Als Kind besuchte ich oft meine Großmutter. Sie konnte sich nur mühsam mit dem Handstock vorwärts bewegen, also saß sie in der Regel in ihrem Korbstuhl  in der Wohnküche. 

Großmutter bekam viel Besuch. Manchmal die junge Nachbarin mit ihrem blinden Sohn. Sie brachte meist einen Teller mit Rosinenkuchen mit, köstlich! Beim Tee wurde über allgemeine Dinge geredet, über das, was im Städtchen so passierte. Danach bat die Nachbarin mich, mit dem kleinen Jungen spazieren zu gehen. Das tat ich gerne. Kamen wir zurück, sah ich oft, dass die Frau geweint hatte.

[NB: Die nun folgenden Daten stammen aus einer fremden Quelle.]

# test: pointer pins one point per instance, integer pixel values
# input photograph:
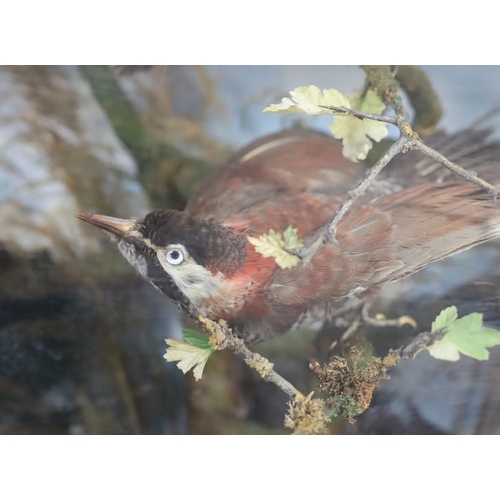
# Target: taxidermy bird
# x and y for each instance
(415, 213)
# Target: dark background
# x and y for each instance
(82, 336)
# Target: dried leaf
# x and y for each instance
(275, 245)
(308, 100)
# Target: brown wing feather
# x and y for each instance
(393, 237)
(288, 163)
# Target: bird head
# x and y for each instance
(187, 258)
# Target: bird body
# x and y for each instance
(203, 260)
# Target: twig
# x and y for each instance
(362, 115)
(352, 196)
(420, 342)
(466, 174)
(222, 338)
(408, 140)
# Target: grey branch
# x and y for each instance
(222, 338)
(466, 174)
(352, 196)
(420, 342)
(362, 115)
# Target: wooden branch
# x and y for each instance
(466, 174)
(420, 342)
(222, 338)
(352, 196)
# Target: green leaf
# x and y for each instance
(445, 318)
(189, 355)
(196, 339)
(356, 134)
(465, 335)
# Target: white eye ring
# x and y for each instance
(175, 257)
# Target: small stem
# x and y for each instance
(421, 341)
(362, 115)
(222, 337)
(470, 176)
(352, 196)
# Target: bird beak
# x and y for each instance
(117, 227)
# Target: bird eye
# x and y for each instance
(175, 257)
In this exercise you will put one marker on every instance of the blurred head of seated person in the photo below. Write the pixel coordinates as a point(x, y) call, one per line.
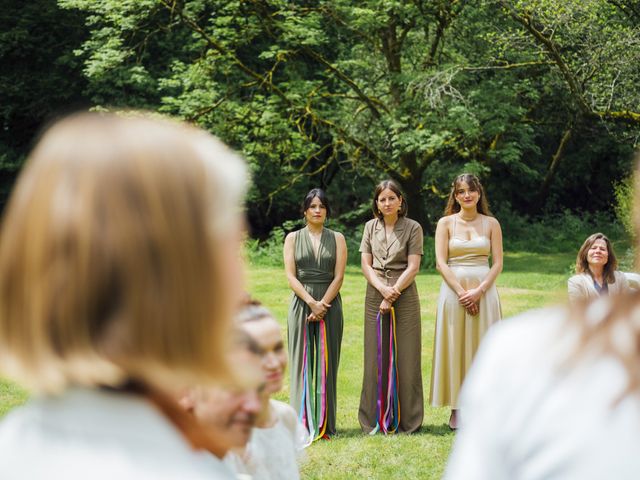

Alles liege in Gottes Hand oder Gott habe das letzte Wort noch nicht gesprochen, hörte ich dann Großmutter sagen. Die Nachbarin putzte sich die Nase und verabschiedete sich mit: „Danke, dass ich dich immer besuchen darf!“

„Komm bald wieder“, sagte Großmutter.  An anderen Tagen kam Andreas, trank viele Tassen Tee, lächelte und blieb ganz stumm. Außer „Danke“ und „Tschüß“ habe ich diesen Riesen mit dem Verstand eines 5 Jährigen nie etwas sagen gehört. Manchmal besuchte der Pastor Großmutter oder Laila, die die Erwachsenen die Zigeunerin nannten. Ich fand sie alle höchst interessant und Großmutter war eine wunderbare Gastgeberin!